Artificial intelligence software programs are becoming shockingly adept at carrying on conversations, winning board games and generating artwork — but what about creating software programs? In a newly published paper, researchers at Google DeepMind say their AlphaCode program can keep up with the average human coder in standardized programming contests.
“This result marks the first time an artificial intelligence system has performed competitively in programming contests,” the researchers report in this week’s issue of the journal Science.
There’s no need to sound the alarm about Skynet just yet: DeepMind’s code-generating system earned an average ranking in the top 54.3% in simulated evaluations on recent programming competitions on the Codeforces platform — which is a very “average” average.
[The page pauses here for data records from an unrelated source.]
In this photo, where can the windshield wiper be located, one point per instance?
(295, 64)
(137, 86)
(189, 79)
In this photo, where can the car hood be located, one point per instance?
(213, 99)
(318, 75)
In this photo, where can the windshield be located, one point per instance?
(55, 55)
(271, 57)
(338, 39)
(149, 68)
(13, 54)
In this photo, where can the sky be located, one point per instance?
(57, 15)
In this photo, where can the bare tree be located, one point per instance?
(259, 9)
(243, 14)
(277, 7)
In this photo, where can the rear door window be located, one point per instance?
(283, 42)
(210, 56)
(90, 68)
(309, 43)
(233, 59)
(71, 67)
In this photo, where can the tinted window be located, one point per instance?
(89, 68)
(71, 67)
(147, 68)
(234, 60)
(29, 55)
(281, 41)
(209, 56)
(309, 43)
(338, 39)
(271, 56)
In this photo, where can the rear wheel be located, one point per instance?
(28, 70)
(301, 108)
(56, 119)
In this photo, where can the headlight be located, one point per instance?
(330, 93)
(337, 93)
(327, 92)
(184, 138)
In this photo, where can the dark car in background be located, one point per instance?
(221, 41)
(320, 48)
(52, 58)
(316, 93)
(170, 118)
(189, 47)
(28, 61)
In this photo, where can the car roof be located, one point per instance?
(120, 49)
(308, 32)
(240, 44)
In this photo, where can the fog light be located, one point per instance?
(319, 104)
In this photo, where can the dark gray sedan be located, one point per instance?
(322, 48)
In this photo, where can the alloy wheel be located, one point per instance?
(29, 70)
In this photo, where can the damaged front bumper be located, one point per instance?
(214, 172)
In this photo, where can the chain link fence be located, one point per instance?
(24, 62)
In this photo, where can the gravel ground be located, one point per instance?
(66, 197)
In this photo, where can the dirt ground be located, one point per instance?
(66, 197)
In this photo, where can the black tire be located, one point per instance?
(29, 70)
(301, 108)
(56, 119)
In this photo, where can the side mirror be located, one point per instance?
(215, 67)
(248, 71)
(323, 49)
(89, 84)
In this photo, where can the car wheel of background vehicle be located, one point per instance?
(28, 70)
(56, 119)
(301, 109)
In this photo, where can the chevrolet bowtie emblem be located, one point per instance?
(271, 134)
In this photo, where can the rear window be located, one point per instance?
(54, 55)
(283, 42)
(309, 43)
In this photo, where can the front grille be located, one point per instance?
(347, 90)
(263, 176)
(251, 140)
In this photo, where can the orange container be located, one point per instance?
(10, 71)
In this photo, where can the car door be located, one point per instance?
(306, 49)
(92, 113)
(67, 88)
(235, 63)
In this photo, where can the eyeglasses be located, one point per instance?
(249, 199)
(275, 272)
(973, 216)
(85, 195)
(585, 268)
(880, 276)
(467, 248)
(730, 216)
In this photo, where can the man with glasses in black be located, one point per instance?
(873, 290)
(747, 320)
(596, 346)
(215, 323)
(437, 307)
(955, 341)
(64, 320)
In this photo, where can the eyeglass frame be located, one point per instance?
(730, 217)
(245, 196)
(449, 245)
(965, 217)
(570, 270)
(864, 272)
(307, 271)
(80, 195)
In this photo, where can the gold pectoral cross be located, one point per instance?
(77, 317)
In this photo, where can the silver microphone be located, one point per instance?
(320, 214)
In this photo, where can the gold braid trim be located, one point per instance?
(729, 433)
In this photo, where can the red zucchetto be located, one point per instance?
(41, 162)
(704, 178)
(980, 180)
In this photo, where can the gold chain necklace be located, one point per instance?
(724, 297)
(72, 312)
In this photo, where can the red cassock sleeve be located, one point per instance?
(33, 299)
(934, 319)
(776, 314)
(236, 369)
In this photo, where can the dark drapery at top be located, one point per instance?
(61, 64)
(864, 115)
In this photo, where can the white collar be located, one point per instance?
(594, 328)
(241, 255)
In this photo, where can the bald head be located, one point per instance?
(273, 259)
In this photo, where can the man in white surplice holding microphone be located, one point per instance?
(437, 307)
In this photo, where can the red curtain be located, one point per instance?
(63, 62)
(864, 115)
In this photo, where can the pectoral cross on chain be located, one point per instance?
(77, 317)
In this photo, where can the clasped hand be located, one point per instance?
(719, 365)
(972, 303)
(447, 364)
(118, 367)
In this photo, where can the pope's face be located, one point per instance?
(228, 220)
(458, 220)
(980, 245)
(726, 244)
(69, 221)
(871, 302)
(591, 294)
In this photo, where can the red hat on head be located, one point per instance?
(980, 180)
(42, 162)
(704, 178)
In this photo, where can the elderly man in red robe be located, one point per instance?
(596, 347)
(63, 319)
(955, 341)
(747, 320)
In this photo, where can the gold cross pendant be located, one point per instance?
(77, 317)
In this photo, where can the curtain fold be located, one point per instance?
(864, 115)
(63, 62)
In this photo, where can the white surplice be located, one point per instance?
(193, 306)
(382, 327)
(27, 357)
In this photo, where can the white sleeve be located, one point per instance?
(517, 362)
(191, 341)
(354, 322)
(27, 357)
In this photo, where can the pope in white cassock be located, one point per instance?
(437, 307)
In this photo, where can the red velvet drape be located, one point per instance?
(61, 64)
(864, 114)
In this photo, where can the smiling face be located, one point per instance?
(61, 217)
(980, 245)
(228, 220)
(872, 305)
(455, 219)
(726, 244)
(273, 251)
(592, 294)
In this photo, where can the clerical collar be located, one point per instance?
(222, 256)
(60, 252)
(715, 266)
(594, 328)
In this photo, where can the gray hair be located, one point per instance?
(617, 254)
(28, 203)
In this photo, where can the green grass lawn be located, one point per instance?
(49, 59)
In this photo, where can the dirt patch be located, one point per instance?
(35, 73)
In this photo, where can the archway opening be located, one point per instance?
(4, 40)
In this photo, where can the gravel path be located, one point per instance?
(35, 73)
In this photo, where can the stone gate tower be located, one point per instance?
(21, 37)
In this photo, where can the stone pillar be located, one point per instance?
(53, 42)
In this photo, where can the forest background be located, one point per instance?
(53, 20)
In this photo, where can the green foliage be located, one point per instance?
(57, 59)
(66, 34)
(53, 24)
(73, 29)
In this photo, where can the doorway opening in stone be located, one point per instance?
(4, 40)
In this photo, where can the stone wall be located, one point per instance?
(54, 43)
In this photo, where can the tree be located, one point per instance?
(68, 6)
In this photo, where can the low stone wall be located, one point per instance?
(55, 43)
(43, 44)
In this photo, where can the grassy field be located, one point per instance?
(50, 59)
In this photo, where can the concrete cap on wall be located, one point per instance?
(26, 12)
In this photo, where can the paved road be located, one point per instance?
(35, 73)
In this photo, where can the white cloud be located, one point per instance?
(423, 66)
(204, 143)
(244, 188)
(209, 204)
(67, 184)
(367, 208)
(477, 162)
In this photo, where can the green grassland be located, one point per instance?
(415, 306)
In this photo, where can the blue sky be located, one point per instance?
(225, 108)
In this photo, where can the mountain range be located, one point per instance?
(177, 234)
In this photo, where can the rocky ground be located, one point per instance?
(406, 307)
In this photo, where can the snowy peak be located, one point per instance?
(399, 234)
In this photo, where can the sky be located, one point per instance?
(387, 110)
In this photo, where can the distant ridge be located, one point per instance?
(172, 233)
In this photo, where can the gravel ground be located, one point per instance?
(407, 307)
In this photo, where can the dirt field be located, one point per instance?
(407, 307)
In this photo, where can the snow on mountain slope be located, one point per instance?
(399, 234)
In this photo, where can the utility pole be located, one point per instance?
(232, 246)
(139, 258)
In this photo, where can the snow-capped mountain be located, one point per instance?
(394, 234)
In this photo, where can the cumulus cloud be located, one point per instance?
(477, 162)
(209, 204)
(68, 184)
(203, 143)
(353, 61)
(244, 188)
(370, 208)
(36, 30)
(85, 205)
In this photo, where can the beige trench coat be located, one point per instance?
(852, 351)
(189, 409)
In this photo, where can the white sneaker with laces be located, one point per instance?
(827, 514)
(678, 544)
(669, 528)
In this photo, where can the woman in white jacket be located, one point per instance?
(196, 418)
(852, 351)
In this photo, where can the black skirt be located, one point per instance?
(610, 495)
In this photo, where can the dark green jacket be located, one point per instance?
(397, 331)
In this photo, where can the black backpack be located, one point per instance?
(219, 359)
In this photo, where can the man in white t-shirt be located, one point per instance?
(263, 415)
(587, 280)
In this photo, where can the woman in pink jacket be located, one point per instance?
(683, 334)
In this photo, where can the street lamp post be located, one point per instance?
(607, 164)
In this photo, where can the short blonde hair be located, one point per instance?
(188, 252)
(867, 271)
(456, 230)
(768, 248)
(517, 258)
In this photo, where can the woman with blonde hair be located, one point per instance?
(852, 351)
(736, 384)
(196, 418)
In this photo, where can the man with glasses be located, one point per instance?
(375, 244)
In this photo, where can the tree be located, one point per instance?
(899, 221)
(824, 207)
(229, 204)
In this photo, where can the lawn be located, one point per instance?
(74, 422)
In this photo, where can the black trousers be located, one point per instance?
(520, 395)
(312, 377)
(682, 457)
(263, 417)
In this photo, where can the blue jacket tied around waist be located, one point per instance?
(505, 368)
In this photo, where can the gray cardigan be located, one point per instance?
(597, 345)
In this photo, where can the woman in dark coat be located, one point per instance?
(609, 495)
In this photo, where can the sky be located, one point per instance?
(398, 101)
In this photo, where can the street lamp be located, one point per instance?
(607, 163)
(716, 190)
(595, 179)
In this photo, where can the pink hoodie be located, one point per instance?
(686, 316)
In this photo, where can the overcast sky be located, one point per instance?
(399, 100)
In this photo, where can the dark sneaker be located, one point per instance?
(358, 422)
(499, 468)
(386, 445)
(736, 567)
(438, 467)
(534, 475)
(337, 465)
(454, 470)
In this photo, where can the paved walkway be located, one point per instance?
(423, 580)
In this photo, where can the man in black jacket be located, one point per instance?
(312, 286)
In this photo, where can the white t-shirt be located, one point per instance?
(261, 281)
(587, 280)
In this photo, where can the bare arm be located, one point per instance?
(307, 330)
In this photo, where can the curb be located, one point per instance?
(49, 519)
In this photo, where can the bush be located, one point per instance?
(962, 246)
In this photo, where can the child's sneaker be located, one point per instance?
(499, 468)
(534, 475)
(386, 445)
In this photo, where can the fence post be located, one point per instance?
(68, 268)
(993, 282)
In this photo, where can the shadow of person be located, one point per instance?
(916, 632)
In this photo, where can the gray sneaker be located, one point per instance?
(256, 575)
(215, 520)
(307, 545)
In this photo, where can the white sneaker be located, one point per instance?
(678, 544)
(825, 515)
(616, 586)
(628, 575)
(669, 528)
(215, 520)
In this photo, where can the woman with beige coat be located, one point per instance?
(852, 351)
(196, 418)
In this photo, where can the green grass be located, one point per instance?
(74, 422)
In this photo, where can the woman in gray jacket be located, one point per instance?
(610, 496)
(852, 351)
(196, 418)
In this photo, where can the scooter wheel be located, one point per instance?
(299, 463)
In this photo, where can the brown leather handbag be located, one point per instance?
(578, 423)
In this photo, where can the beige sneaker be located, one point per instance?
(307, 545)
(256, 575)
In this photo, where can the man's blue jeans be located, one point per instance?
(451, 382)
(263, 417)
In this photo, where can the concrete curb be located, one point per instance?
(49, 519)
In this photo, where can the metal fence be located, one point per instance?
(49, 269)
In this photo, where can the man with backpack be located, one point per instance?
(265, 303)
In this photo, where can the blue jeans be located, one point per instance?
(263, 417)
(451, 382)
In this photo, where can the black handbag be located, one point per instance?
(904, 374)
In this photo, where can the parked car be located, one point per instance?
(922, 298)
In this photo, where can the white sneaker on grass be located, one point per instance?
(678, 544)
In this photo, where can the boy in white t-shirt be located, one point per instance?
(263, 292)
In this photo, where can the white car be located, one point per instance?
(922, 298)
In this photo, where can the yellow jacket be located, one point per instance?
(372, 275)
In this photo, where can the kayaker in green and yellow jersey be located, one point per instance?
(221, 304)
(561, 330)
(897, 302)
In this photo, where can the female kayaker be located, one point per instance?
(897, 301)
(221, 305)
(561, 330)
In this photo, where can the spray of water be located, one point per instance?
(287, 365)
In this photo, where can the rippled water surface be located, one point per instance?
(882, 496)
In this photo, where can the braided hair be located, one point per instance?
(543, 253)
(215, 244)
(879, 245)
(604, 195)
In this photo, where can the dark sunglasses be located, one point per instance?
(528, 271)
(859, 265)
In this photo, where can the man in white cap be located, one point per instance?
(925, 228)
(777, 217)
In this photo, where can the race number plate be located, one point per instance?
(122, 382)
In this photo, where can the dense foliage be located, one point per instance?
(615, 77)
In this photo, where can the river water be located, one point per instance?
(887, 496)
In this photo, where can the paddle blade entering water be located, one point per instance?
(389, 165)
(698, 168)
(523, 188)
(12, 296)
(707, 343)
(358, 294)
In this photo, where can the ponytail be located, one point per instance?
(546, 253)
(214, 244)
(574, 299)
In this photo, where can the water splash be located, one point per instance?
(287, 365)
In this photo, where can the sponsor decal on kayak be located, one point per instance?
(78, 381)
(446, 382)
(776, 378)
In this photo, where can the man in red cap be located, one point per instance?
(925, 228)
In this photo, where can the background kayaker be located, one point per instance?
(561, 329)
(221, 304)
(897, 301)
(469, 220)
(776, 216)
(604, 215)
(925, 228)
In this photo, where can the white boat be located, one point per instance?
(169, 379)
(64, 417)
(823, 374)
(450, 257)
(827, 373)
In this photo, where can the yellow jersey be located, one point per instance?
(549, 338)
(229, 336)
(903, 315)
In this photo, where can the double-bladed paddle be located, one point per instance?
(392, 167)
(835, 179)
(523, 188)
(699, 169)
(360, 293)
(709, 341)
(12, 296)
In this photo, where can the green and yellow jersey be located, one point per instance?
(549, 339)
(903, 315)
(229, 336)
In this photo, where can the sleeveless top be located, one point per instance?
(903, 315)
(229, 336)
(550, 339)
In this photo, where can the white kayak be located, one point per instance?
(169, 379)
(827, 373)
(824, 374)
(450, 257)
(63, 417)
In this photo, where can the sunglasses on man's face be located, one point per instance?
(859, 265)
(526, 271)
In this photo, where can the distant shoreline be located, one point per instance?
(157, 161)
“Competitive programming is an extremely difficult challenge, and there’s a massive gap between where we are now (solving around 30% of problems in 10 submissions) and top programmers (solving >90% of problems in a single submission),” DeepMind research scientist Yujia Li, one of the Science paper’s principal authors, told me in an email. “The remaining problems are also significantly harder than the problems we’re currently solving.”
Nevertheless, the experiment points to a new frontier in AI applications. Microsoft is also exploring the frontier with a code-suggesting program called Copilot that’s offered through GitHub. Amazon has a similar software tool, called CodeWhisperer.
Oren Etzioni, the founding CEO of Seattle’s Allen Institute for Artificial Intelligence and technical director of the AI2 Incubator, told me that the newly published research highlights DeepMind’s status as a major player in the application of AI tools known as large language models, or LLMs.
“This is an impressive reminder that OpenAI and Microsoft don’t have a monopoly on the impressive feats of LLMs,” Etzioni said in an email. “Far from it, AlphaCode outperforms both GPT-3 and Microsoft’s Github Copilot.”